4.3. Retrace and reenact¶
“Thanks a lot for sharing your dataset with me! This is super helpful. I’m sure I’ll catch up in no time!”, your room mate says confidently. “How far did you get with the DataLad commands yet?” he asks at last.
“Mhh, I think the last big one was datalad run
(manual).
Actually, let me quickly show you what this command
does. There is something that I’ve been wanting to try
anyway.” you say.
The dataset you shared contained a number of datalad run
commands. For example, you created the simple podcasts.tsv
file that listed all titles and speaker names of the longnow
podcasts.
Given that you learned to create “proper” datalad run
commands,
complete with --input
and --output
specification,
anyone should be able to datalad rerun
(manual) these commits
easily. This is what you want to try now.
You begin to think about which datalad run
commit would be
the most useful one to take a look at. The creation of
podcasts.tsv
was a bit dull – at this point in time, you
didn’t yet know about --input
and --output
arguments,
and the resulting output is present anyway because text files
like this .tsv
file are stored in Git.
However, one of the attempts to resize a picture could be
useful. The input, the podcast logos, is not yet retrieved,
nor is the resulting, resized image. “Let’s go for this!”,
you say, and drag your confused room mate to the computer
screen.
First of all, find the commit shasum of the command you want to run by taking a look into the history of the dataset (in the shared dataset):
# navigate into the shared copy
$ cd ../mock_user/DataLad-101
# lets view the history
$ git log --oneline -n 10
b5fc129 add note on clean datasets
d5845d3 [DATALAD RUNCMD] Resize logo for slides
d24531d [DATALAD RUNCMD] Resize logo for slides
af9ca10 add additional notes on run options
a4044db [DATALAD RUNCMD] convert -resize 450x450 recordings/longn...

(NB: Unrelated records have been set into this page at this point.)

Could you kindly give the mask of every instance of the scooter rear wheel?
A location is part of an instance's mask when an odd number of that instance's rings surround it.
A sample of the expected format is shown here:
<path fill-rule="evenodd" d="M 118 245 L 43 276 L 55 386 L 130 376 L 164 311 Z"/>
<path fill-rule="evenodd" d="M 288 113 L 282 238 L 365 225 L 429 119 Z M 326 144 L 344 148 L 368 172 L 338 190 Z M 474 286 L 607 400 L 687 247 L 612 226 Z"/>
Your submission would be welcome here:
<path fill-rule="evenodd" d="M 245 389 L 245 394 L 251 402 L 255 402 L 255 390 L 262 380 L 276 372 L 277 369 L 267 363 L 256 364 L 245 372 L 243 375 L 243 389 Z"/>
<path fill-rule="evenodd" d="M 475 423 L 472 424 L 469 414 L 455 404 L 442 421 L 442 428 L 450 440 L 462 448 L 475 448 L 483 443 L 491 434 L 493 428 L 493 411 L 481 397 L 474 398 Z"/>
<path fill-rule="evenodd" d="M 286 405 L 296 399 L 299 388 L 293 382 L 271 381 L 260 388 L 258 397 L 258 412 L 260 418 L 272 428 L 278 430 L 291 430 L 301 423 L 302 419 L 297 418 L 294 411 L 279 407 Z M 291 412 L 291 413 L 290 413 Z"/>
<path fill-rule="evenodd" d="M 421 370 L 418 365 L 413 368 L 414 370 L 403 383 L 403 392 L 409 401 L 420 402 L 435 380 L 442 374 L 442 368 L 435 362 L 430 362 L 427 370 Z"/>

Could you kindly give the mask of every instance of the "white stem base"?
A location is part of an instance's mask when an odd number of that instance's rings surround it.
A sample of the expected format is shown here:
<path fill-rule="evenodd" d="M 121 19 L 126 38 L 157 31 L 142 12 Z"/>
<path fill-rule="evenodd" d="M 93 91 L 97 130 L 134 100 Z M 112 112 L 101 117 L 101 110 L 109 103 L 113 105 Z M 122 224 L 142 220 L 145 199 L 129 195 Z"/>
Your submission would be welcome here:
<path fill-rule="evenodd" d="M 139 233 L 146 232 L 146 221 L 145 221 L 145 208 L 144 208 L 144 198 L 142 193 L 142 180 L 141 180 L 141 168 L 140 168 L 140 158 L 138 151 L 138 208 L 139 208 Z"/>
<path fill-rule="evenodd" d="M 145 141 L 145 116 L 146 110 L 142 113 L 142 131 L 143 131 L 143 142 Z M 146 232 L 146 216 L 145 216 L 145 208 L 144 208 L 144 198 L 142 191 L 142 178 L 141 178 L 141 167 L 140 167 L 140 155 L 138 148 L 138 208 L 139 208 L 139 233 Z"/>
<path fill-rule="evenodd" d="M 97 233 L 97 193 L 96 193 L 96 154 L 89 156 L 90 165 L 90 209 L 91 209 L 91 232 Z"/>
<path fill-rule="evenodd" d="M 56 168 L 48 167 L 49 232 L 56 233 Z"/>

9369462 resized picture by hand
be503c3 [DATALAD RUNCMD] convert -resize 400x400 recordings/longn...
4009576 add note on basic datalad run and datalad rerun
572fd65 add note datalad and git diff
f4916cc [DATALAD RUNCMD] create a list of podcast titles
Ah, there it is, the second most recent commit.
Just as already done in section DataLad, Re-Run!,
take this shasum and plug it into a datalad rerun
command:
$ datalad rerun d5845d33✂SHA1
[INFO] run commit d5845d3; (Resize logo for s...)
[INFO] Making sure inputs are available (this may take some time)
get(ok): recordings/longnow/.datalad/feed_metadata/logo_salt.jpg (file) [from web...]
run.remove(ok): recordings/salt_logo_small.jpg (file) [Removed file]
[INFO] == Command start (output follows) =====
[INFO] == Command exit (modification check follows) =====
run(ok): /home/me/dl-101/mock_user/DataLad-101 (dataset) [convert -resize 400x400 recordings/longn...]
add(ok): recordings/salt_logo_small.jpg (file)
action summary:
add (ok: 1)
get (notneeded: 1, ok: 1)
run (ok: 1)
run.remove (ok: 1)
save (notneeded: 2)
“This was so easy!” you exclaim. DataLad retrieved the missing
file content from the subdataset and it tried to unlock the output
prior to the command execution. Note that because you did not retrieve
the output, recordings/salt_logo_small.jpg
, yet, the missing content
could not be unlocked. DataLad warns you about this, but proceeds
successfully.
Your room mate now not only knows how exactly the resized file came into existence, but he can also reproduce your exact steps to create it. “This is as reproducible as it can be!” you think in awe.